2. Any “recognition power” is shared by the Congress and the president. A review of American history demonstrates that Congress and the president have been viewed as equal partners in recognizing foreign sovereigns. Presidents such as James Monroe, Andrew Jackson, Zachary Taylor and Abraham Lincoln believed that they were not free, without Congressional approval, to accord official recognition to new foreign governments.

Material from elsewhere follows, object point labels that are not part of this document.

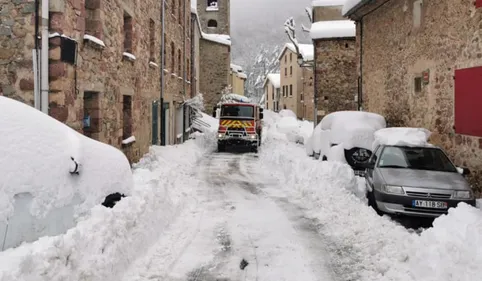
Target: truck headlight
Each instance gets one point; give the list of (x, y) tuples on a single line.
[(462, 194), (393, 189)]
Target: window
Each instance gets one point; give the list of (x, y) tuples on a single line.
[(212, 3), (173, 57), (417, 84), (126, 117), (212, 23), (93, 24), (415, 158), (152, 40), (128, 33), (179, 63), (91, 122)]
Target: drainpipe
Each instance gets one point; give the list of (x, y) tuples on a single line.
[(163, 62), (36, 57), (360, 80), (184, 71), (315, 93), (44, 59)]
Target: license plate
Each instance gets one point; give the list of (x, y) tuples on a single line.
[(429, 204)]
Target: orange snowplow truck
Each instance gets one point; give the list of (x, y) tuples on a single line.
[(239, 126)]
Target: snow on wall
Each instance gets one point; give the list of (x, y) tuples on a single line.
[(350, 4), (307, 51), (218, 38), (333, 29), (327, 3)]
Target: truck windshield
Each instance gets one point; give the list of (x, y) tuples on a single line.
[(237, 111), (418, 158)]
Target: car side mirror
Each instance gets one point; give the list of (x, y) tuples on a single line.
[(368, 165), (463, 171)]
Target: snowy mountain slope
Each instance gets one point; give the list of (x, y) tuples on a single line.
[(258, 35)]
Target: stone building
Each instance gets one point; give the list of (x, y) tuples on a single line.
[(291, 76), (215, 50), (420, 64), (335, 63), (104, 67), (272, 92), (237, 79)]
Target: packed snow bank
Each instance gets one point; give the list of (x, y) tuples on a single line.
[(51, 174), (104, 244), (402, 136), (364, 245), (285, 126)]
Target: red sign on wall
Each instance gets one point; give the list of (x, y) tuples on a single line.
[(468, 101)]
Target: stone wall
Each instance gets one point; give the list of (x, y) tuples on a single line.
[(336, 75), (400, 41), (327, 13), (115, 91), (221, 16), (215, 60)]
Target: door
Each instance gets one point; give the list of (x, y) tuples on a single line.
[(155, 122), (165, 124)]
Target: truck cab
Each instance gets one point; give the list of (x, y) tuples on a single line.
[(239, 126)]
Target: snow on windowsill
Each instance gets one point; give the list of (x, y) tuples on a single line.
[(129, 56), (129, 140), (94, 40)]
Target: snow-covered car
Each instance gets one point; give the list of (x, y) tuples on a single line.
[(51, 175), (406, 175), (345, 136)]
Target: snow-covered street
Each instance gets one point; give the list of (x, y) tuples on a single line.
[(196, 214), (234, 220)]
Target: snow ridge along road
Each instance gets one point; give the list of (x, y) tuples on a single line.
[(232, 221)]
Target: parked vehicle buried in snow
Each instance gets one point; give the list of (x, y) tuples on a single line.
[(412, 177), (51, 175), (345, 136), (239, 126)]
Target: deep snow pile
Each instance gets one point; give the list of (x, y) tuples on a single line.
[(364, 245), (36, 152), (285, 125), (106, 242)]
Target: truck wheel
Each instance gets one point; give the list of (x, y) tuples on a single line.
[(221, 148)]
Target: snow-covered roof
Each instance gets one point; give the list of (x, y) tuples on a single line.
[(218, 38), (333, 29), (307, 51), (327, 3), (351, 6), (274, 79)]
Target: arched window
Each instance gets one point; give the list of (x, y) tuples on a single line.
[(212, 23)]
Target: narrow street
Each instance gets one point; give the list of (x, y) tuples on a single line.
[(235, 221)]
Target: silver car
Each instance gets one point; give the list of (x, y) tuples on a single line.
[(415, 181)]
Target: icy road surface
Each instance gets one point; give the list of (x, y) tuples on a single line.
[(234, 220)]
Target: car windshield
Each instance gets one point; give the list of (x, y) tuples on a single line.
[(237, 110), (418, 158)]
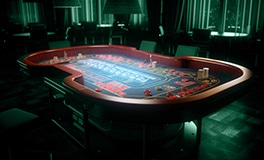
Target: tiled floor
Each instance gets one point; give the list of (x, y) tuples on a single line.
[(235, 132)]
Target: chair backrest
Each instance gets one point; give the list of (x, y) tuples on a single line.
[(201, 35), (184, 50), (149, 46), (59, 44)]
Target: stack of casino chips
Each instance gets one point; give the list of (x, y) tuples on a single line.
[(203, 73)]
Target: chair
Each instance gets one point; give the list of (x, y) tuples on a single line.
[(13, 123), (59, 44), (149, 46), (119, 31), (201, 38), (89, 31), (38, 37), (183, 50)]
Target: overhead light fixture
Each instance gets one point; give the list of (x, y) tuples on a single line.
[(122, 7), (67, 4)]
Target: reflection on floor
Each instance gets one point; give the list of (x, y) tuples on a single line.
[(235, 132)]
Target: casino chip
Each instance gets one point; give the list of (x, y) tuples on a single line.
[(147, 92), (98, 89), (158, 88)]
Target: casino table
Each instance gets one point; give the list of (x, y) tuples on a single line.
[(107, 84)]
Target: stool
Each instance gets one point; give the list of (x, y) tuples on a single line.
[(13, 123)]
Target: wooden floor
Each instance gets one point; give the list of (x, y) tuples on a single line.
[(235, 132)]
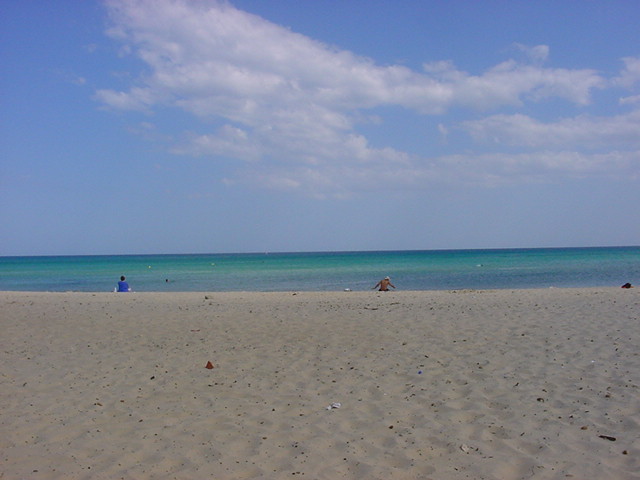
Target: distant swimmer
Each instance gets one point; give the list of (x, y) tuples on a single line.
[(384, 285), (123, 286)]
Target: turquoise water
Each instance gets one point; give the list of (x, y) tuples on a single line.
[(328, 271)]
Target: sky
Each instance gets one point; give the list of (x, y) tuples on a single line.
[(204, 126)]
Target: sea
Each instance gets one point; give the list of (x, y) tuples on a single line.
[(327, 271)]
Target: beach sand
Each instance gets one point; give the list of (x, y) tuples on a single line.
[(510, 384)]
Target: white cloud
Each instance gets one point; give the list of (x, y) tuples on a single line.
[(580, 132), (291, 105)]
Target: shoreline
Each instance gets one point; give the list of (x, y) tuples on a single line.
[(440, 384)]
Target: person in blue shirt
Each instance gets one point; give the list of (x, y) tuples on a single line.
[(123, 286)]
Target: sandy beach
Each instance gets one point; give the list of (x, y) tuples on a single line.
[(509, 384)]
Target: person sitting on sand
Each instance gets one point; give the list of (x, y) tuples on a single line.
[(384, 285), (123, 286)]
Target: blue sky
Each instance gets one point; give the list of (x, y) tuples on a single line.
[(177, 126)]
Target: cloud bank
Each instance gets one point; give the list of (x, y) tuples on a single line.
[(289, 108)]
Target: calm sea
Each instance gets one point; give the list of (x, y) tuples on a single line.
[(328, 271)]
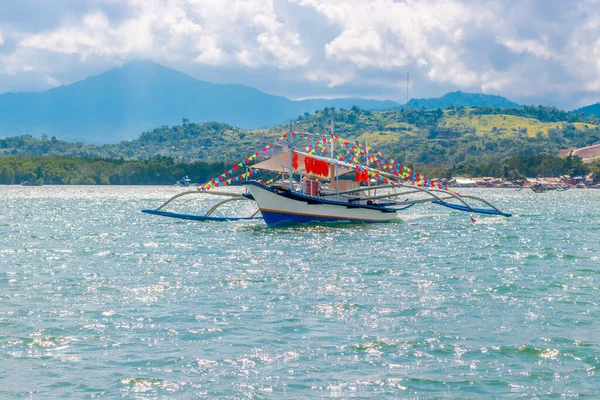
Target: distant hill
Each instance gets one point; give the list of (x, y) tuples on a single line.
[(426, 138), (593, 109), (458, 99), (140, 95)]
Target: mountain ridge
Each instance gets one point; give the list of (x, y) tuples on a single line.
[(592, 109), (122, 102), (458, 99)]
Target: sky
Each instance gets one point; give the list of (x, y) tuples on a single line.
[(531, 51)]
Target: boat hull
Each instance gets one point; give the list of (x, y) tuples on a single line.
[(289, 209)]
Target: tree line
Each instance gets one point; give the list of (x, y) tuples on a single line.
[(165, 171)]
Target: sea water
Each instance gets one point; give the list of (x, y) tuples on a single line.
[(98, 300)]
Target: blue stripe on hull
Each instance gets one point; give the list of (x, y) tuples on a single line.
[(195, 217), (273, 218)]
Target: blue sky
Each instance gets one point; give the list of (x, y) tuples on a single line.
[(531, 51)]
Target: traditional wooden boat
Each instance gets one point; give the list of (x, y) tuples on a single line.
[(316, 184)]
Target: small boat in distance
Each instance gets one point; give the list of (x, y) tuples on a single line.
[(185, 182), (317, 184)]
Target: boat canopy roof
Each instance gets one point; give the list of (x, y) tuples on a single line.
[(281, 163)]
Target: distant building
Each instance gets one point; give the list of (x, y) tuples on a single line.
[(587, 154)]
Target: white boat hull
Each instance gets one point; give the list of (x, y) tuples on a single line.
[(278, 209)]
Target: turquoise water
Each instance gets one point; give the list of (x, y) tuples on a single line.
[(101, 301)]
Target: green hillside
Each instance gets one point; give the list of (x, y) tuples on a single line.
[(423, 138)]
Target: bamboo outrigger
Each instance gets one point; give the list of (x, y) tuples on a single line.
[(309, 187)]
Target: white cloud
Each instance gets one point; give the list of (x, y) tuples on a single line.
[(530, 49)]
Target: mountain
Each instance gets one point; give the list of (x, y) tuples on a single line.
[(593, 109), (423, 138), (459, 98), (140, 95)]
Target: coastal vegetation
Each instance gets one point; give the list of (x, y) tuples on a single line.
[(86, 171), (162, 170), (420, 138)]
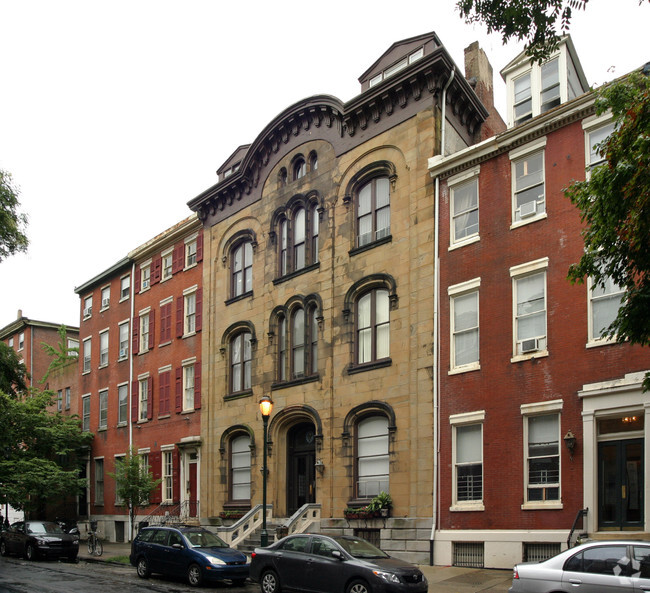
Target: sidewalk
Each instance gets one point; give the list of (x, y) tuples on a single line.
[(442, 579)]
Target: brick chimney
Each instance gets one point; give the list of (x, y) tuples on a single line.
[(478, 72)]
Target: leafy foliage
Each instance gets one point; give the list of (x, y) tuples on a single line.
[(134, 483), (12, 222), (39, 451), (62, 356), (615, 207), (539, 24)]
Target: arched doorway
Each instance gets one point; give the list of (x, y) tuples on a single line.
[(301, 460)]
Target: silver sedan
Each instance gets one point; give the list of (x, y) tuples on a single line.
[(594, 567)]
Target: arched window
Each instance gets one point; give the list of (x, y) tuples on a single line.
[(240, 468), (240, 362), (373, 211), (372, 463), (242, 269), (372, 326)]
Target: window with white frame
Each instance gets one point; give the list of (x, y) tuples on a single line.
[(464, 207), (529, 307), (240, 468), (85, 413), (103, 409), (106, 297), (87, 353), (123, 404), (188, 386), (168, 476), (125, 287), (190, 313), (468, 461), (103, 348), (464, 316), (124, 340), (528, 187), (542, 458), (372, 457), (99, 481)]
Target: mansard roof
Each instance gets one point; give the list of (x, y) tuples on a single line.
[(344, 125)]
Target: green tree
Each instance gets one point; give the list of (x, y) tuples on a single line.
[(134, 483), (615, 206), (539, 24), (62, 356), (13, 373), (39, 451), (12, 222)]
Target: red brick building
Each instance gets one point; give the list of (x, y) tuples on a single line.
[(140, 387), (540, 415)]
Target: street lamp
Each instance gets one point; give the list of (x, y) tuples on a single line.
[(266, 405)]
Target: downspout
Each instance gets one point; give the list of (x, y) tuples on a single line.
[(436, 322)]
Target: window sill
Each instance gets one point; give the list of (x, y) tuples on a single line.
[(369, 366), (295, 273), (542, 506), (239, 297), (296, 381), (525, 221), (522, 357), (356, 250), (464, 243), (467, 507), (465, 369)]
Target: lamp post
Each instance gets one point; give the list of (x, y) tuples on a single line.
[(266, 405)]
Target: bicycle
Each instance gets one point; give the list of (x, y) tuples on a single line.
[(95, 546)]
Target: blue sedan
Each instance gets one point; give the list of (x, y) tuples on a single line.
[(192, 552)]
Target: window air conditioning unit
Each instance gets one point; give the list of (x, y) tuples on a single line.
[(531, 345), (528, 209)]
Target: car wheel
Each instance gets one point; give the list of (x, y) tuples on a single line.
[(269, 582), (30, 552), (358, 586), (194, 575), (143, 568)]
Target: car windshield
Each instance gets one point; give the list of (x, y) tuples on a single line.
[(359, 548), (204, 539), (38, 527)]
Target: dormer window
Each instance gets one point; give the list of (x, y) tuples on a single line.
[(395, 68)]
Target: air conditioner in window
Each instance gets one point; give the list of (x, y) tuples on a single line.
[(528, 209), (527, 346)]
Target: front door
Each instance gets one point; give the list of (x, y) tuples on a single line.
[(301, 479), (620, 485)]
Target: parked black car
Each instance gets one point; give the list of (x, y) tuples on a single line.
[(340, 564), (192, 552), (33, 539)]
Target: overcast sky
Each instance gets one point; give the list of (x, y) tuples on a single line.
[(113, 115)]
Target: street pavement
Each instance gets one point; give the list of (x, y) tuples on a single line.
[(442, 579)]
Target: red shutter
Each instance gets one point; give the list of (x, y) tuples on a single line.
[(156, 267), (179, 390), (150, 398), (197, 386), (179, 316), (134, 401), (178, 257), (199, 248), (176, 476), (199, 309), (135, 338), (155, 462)]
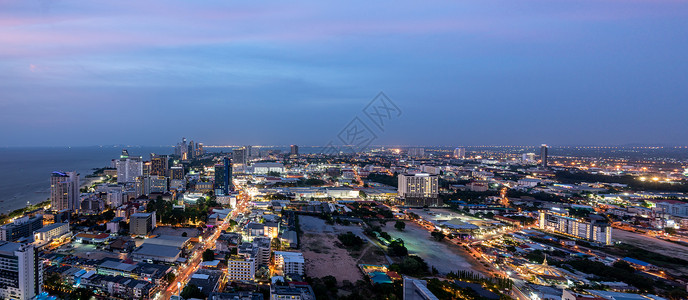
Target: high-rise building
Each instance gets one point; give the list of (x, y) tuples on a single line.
[(223, 176), (419, 189), (241, 269), (64, 191), (416, 152), (177, 173), (147, 166), (416, 289), (21, 228), (289, 262), (21, 272), (528, 157), (159, 165), (181, 150), (460, 153), (128, 167), (239, 156), (543, 155), (191, 150), (593, 228)]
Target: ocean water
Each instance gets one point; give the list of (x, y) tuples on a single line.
[(25, 172)]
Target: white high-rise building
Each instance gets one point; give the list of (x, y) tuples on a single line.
[(21, 272), (64, 191), (528, 157), (593, 228), (128, 167), (460, 153), (419, 189)]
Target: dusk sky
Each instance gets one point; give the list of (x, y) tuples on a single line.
[(296, 72)]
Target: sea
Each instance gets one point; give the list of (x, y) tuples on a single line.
[(25, 172)]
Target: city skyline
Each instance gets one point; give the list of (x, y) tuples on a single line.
[(562, 73)]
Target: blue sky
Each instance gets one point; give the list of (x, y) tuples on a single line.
[(231, 72)]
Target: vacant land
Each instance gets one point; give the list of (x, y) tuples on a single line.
[(443, 256), (324, 256), (655, 245)]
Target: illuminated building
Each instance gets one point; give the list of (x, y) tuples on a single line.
[(528, 157), (50, 232), (223, 176), (593, 228), (416, 152), (543, 155), (159, 165), (142, 223), (416, 289), (419, 189), (64, 191), (128, 167), (241, 269), (21, 272), (21, 228), (177, 173), (289, 262), (460, 153), (239, 156)]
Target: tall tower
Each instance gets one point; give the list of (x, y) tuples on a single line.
[(159, 165), (460, 153), (543, 155), (228, 186), (21, 271), (64, 191), (128, 167)]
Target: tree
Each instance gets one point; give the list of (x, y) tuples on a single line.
[(400, 225), (192, 291), (349, 239), (438, 235), (170, 277), (208, 255)]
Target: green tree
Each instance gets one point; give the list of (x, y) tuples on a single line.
[(400, 225)]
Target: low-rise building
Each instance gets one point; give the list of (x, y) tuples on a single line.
[(289, 262)]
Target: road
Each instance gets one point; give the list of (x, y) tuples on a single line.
[(196, 257)]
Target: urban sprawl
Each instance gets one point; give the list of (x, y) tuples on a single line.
[(252, 223)]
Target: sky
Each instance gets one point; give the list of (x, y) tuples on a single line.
[(77, 73)]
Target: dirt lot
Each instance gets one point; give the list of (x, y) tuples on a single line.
[(323, 256), (654, 245)]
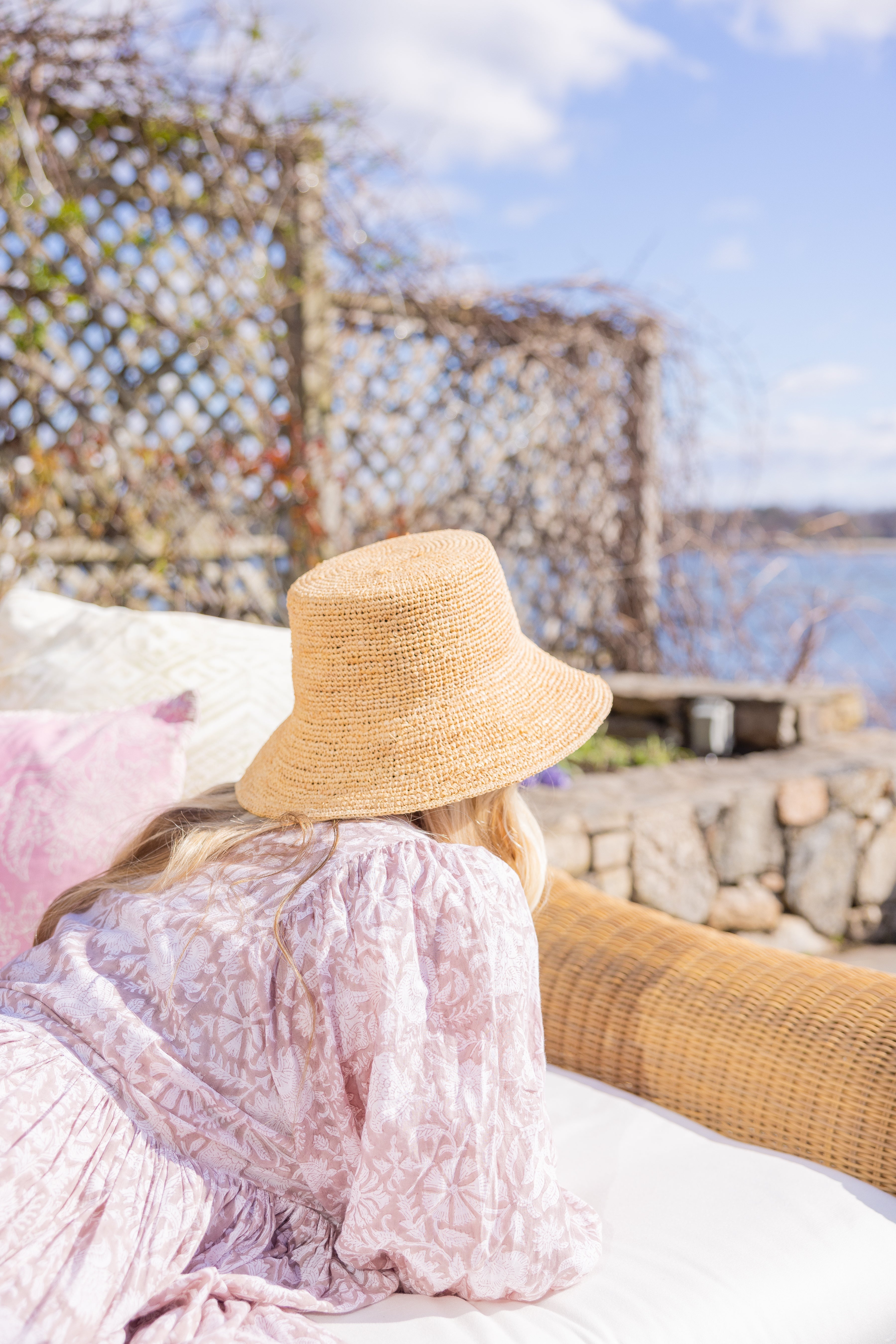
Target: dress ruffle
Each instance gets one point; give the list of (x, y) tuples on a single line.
[(144, 1245)]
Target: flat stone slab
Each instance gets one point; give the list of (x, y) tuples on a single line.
[(768, 714), (608, 802), (872, 956)]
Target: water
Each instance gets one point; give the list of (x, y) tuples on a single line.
[(848, 596)]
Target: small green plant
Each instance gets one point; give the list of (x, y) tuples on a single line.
[(606, 753)]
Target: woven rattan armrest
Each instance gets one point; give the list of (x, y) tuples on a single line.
[(769, 1047)]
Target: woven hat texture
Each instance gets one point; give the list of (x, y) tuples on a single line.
[(414, 686)]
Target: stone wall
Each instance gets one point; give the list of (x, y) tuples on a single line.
[(793, 849)]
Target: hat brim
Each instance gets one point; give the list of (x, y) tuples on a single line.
[(484, 736)]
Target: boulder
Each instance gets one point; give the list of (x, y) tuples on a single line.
[(821, 871), (801, 803), (863, 923), (613, 882), (794, 935), (569, 845), (878, 870), (859, 789), (612, 850), (747, 839), (746, 906), (671, 865), (882, 812)]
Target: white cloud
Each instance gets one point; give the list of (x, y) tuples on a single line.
[(819, 380), (809, 460), (523, 214), (730, 255), (808, 25), (469, 80)]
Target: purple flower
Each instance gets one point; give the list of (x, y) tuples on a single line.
[(554, 779)]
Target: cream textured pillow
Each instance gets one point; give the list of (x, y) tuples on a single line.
[(57, 654)]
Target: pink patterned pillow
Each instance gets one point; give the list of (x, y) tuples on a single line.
[(73, 788)]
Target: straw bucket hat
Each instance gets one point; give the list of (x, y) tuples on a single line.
[(414, 687)]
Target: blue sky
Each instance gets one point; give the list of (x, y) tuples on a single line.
[(735, 163)]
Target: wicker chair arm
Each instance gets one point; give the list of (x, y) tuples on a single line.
[(768, 1047)]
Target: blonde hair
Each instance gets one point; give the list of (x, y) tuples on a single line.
[(202, 832)]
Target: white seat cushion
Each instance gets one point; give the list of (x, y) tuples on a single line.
[(706, 1242), (57, 654)]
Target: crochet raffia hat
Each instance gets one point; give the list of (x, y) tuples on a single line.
[(414, 687)]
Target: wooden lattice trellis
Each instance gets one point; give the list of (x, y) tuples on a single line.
[(190, 417)]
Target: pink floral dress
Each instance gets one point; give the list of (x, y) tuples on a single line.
[(176, 1164)]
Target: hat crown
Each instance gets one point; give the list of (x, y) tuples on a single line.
[(403, 617), (414, 686)]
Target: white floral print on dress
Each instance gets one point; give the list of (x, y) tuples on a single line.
[(182, 1160)]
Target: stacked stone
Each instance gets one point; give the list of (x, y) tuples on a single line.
[(793, 862)]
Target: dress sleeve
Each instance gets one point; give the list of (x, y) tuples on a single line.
[(456, 1183)]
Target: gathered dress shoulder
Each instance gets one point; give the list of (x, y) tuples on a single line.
[(209, 1130)]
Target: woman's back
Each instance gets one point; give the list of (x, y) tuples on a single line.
[(399, 1121)]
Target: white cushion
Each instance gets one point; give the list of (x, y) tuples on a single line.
[(57, 654), (706, 1242)]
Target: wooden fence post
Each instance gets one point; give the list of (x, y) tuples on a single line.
[(318, 534), (643, 526)]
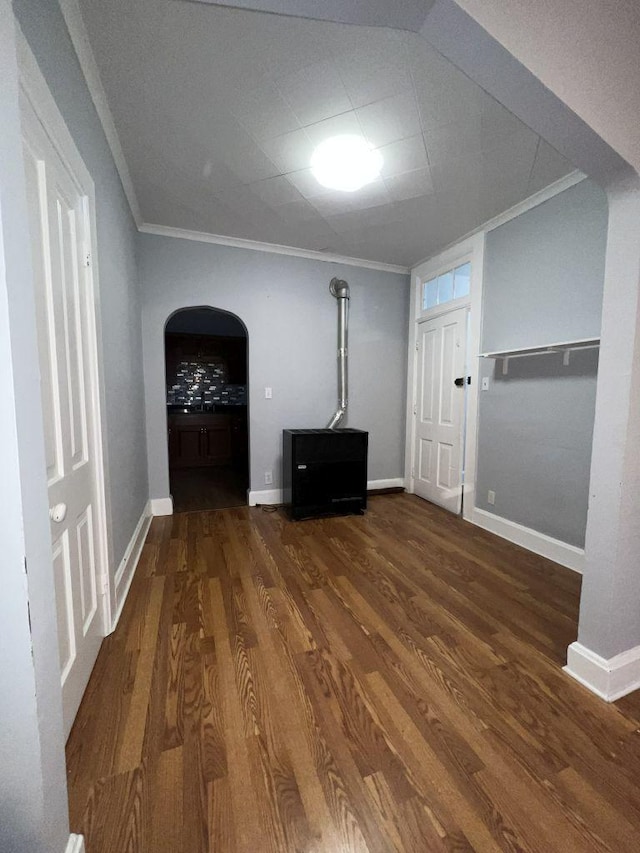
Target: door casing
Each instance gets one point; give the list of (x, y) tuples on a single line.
[(469, 250), (36, 96)]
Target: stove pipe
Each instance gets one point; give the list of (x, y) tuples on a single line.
[(340, 289)]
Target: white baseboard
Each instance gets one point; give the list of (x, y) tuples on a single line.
[(553, 549), (393, 483), (610, 678), (75, 844), (127, 567), (161, 506), (267, 496)]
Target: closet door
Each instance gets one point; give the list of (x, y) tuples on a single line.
[(440, 409)]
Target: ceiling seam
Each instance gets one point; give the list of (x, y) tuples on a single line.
[(89, 67)]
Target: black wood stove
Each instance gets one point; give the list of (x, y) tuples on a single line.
[(324, 471)]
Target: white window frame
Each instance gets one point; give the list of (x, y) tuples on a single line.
[(470, 250)]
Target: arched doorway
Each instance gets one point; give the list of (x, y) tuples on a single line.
[(207, 404)]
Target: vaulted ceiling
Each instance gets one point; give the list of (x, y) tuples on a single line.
[(219, 109)]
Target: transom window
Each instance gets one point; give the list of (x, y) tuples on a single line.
[(450, 285)]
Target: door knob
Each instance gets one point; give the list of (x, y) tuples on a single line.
[(58, 512)]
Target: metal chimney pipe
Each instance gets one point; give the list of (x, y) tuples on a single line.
[(340, 289)]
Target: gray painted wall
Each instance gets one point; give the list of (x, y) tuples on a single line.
[(202, 321), (291, 320), (543, 282), (45, 30), (33, 791)]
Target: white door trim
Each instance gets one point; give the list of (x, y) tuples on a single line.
[(34, 88), (471, 250)]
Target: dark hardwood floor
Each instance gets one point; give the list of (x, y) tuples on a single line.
[(386, 683), (209, 487)]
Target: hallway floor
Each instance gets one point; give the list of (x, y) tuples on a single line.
[(389, 682), (212, 487)]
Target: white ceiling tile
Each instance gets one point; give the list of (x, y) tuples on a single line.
[(331, 203), (306, 183), (245, 159), (344, 124), (263, 112), (242, 201), (451, 141), (410, 184), (275, 191), (290, 152), (403, 156), (296, 211), (499, 121), (336, 202), (549, 166), (391, 119), (375, 68), (315, 92), (460, 173), (362, 220), (371, 195), (209, 103), (311, 234)]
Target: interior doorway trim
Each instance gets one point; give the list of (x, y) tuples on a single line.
[(469, 250), (167, 505), (34, 88)]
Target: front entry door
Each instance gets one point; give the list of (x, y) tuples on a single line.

3. Designation of place of birth on a passport is not tantamount to formal recognition of sovereignty. The State Department regularly lists entities that are not sovereign countries as “place of birth” on U.S. passports. For example, American citizens born in the “West Bank” or “Gaza Strip” may choose to have those designations on their passports. American citizens born in Israel before 1948 may even choose to have their birthplace recorded as “Palestine,” never a “sovereign country.” In 1994, Congress passed a law directing that “Taiwan” be recorded, on request, as the place of birth of American citizens born in Taiwan even though the United States does not recognize Taiwan’s sovereignty. The State Department nonetheless accepted Congress’s judgment, allowed Taiwan to be listed as a place of birth as directed by Congress, and issued a statement declaring that “the United States does not recognize Taiwan as a foreign state.”